Warier: For both of our solutions, we are able to generate automated reports because a) our solutions can detect all the common abnormalities seen on chest X-rays and head CT scans, b) due to our attribution techniques, we can localize the anatomy which is affected by the abnormality in the scan, and c) we can quantify the abnormal region.
Medgadget: Qure.ai recently published some work in The Lancet journal. Can you summarize the findings that you reported?
Warier: The study compared the performance of the algorithm to interpret head CT scans against a panel of 3 radiologists. We were able to show that deep learning algorithms can accurately interpret head CT scans identifying 5 types of hemorrhages, fractures, midline shift and mass effect. These algorithms can be used to pre-read head CT scans, as they are acquired, and triage them in order of criticality.
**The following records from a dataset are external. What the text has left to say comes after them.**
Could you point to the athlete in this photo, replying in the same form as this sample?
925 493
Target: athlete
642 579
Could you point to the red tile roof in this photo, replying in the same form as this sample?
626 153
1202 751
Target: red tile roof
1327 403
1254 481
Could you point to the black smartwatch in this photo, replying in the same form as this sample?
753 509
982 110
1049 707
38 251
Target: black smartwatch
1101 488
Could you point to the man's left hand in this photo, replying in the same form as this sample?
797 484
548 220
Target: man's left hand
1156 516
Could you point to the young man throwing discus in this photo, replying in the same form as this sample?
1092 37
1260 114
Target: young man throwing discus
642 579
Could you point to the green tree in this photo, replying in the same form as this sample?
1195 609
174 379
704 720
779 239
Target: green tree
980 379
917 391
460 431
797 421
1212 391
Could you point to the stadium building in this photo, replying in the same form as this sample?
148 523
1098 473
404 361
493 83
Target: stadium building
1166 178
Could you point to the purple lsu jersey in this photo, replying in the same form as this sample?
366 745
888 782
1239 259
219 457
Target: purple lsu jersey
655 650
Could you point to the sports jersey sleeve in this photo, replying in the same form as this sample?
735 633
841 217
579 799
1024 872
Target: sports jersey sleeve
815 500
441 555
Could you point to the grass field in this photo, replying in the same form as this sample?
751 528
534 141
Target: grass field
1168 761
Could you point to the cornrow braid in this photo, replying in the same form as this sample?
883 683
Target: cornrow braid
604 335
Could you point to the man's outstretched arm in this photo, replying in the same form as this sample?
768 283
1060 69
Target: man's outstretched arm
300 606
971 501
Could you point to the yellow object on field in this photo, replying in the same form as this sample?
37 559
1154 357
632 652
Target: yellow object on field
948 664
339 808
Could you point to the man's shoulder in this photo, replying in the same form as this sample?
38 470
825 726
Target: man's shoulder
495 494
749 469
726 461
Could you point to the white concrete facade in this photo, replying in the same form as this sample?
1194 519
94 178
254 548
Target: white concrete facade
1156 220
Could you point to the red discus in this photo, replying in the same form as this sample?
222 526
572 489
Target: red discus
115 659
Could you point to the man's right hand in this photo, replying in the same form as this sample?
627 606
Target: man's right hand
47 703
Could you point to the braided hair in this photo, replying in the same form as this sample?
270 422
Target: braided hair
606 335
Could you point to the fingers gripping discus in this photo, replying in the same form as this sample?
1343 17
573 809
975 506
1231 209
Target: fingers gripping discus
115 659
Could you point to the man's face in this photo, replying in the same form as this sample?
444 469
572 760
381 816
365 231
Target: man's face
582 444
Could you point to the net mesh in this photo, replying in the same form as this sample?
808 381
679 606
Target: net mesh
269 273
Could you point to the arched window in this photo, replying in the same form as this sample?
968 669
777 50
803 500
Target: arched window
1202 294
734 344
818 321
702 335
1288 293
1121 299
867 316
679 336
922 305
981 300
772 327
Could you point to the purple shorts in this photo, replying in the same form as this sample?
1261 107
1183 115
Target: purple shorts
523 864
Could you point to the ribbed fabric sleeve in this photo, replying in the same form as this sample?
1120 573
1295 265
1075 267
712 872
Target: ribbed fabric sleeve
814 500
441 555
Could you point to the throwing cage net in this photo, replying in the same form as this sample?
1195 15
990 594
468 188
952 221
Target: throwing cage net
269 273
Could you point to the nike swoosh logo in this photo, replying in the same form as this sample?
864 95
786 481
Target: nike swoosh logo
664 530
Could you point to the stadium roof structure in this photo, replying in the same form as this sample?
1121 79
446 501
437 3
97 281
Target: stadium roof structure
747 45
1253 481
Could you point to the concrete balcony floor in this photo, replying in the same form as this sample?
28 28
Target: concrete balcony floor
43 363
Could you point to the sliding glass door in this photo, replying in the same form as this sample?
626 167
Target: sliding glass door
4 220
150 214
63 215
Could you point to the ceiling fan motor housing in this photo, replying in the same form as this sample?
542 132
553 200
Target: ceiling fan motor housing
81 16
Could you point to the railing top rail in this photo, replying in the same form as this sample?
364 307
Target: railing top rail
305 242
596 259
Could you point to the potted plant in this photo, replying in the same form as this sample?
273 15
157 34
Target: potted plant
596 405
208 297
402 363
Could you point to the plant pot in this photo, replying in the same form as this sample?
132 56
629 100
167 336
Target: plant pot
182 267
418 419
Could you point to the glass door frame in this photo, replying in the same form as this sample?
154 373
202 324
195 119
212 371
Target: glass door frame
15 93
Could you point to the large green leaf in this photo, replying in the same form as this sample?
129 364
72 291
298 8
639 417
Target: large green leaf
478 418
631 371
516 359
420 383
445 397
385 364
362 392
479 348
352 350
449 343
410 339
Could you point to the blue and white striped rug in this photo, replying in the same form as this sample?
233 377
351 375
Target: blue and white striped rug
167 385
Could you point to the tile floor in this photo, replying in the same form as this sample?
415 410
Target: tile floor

qER is designed for triage/diagnostic assistance in head injury or stroke. The most critical scans are prioritized on the radiology worklist so that they can be reviewed first.
Medgadget: Does the algorithm get smarter the more cases it sees?
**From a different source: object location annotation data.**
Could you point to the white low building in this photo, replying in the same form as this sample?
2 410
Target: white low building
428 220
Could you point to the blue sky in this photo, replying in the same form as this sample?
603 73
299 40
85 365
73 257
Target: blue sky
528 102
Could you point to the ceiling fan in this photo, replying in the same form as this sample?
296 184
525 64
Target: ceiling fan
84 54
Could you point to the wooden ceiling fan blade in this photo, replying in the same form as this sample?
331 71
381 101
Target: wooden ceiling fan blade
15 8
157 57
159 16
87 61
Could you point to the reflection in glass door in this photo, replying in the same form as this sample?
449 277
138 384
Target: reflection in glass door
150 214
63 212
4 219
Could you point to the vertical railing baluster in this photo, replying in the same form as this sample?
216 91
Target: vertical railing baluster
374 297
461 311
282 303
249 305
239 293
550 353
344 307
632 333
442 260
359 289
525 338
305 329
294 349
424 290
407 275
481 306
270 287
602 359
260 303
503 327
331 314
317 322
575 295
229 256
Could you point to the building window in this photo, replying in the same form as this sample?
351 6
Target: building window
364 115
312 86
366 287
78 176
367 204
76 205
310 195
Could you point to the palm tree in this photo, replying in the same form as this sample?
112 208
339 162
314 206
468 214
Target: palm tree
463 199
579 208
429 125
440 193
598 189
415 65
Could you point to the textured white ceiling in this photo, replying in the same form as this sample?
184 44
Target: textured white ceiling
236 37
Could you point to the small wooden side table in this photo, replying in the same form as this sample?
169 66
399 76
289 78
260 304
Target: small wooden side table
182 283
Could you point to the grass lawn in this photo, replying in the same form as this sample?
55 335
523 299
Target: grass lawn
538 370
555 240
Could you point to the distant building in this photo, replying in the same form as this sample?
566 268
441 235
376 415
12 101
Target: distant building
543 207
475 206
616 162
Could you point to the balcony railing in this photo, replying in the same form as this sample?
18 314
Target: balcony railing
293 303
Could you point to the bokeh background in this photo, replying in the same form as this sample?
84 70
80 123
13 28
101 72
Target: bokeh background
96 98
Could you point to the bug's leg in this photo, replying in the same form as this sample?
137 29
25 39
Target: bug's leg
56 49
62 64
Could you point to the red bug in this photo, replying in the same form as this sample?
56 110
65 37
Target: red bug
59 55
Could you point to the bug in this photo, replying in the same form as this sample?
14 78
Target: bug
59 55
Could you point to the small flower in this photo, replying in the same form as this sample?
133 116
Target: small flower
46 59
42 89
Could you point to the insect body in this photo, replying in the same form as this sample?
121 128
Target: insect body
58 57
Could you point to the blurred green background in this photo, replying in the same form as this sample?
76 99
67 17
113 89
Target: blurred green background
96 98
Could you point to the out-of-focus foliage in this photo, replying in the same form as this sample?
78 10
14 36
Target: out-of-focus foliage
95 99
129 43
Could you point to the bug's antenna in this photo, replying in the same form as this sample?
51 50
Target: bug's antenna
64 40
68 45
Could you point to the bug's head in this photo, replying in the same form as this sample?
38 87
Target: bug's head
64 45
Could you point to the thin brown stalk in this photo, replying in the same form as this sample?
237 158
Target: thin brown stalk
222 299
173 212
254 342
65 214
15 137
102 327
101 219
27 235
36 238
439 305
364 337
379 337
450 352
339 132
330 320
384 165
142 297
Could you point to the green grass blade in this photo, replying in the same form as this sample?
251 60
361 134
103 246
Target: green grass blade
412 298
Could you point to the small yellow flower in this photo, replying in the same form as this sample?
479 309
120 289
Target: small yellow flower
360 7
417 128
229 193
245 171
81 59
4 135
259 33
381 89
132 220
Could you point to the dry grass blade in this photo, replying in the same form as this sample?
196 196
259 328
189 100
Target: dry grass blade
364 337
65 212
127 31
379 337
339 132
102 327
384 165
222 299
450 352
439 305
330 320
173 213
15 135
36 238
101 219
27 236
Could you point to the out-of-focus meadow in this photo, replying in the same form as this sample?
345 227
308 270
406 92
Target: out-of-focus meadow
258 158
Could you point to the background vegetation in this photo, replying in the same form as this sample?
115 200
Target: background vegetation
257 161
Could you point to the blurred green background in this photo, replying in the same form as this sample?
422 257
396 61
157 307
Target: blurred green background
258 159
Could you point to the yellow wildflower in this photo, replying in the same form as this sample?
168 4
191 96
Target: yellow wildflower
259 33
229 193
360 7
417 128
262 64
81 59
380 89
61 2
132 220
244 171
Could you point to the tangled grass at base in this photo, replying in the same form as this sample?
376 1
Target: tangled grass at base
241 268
Warier: The algorithm can get smarter the more cases it sees provided it gets the scan as well as its corresponding radiology report. Usually, this is possible only if the solution is hosted on the cloud.
Medgadget: How do you ensure the safety of this data/patient information on the cloud?
Warier: We are HIPAA compliant and have implemented a variety of measures to protect data on our cloud. However, for our cloud deployments, we also implement one more level of security. We anonymize any scans that are processed on the cloud, ensuring that there is no personally identifiable information on our cloud servers.
Medgadget: What do you think the future of AI in medicine will look like, ten or twenty years from now?
Warier: We’ll have ingestible sensors, handheld ultrasounds, wearable vital sign monitors and many more. In the future, there will be several ways in which devices will continuously monitor data from the human body. Artificial Intelligence will play a crucial role in finding meaning out of this data, correlating it to disease events, and help pre-empt disease by medicating appropriately or suggesting lifestyle changes. This will improve lives of people with chronic conditions, but also help many others avoid these conditions pre-emptively.
Focusing on radiology, I like to point to an analogy to pathology, specifically to a test called the complete blood count. In the 1980s, this test was completely manual, with pathologists having to count the different cellular components in a blood sample using a microscope. It used to take 15-20 minutes per test. Today, machines can do 100s of these tests in minutes, and pathologists can spend more time on tasks such as detecting or grading cancer. I believe radiology is also headed in a similar direction, where more basic modalities such as X-rays could be automated using AI and serve as a screening tool for further testing. AI will help screen and triage the normal cases, allowing radiologists to focus on the critical and complex cases.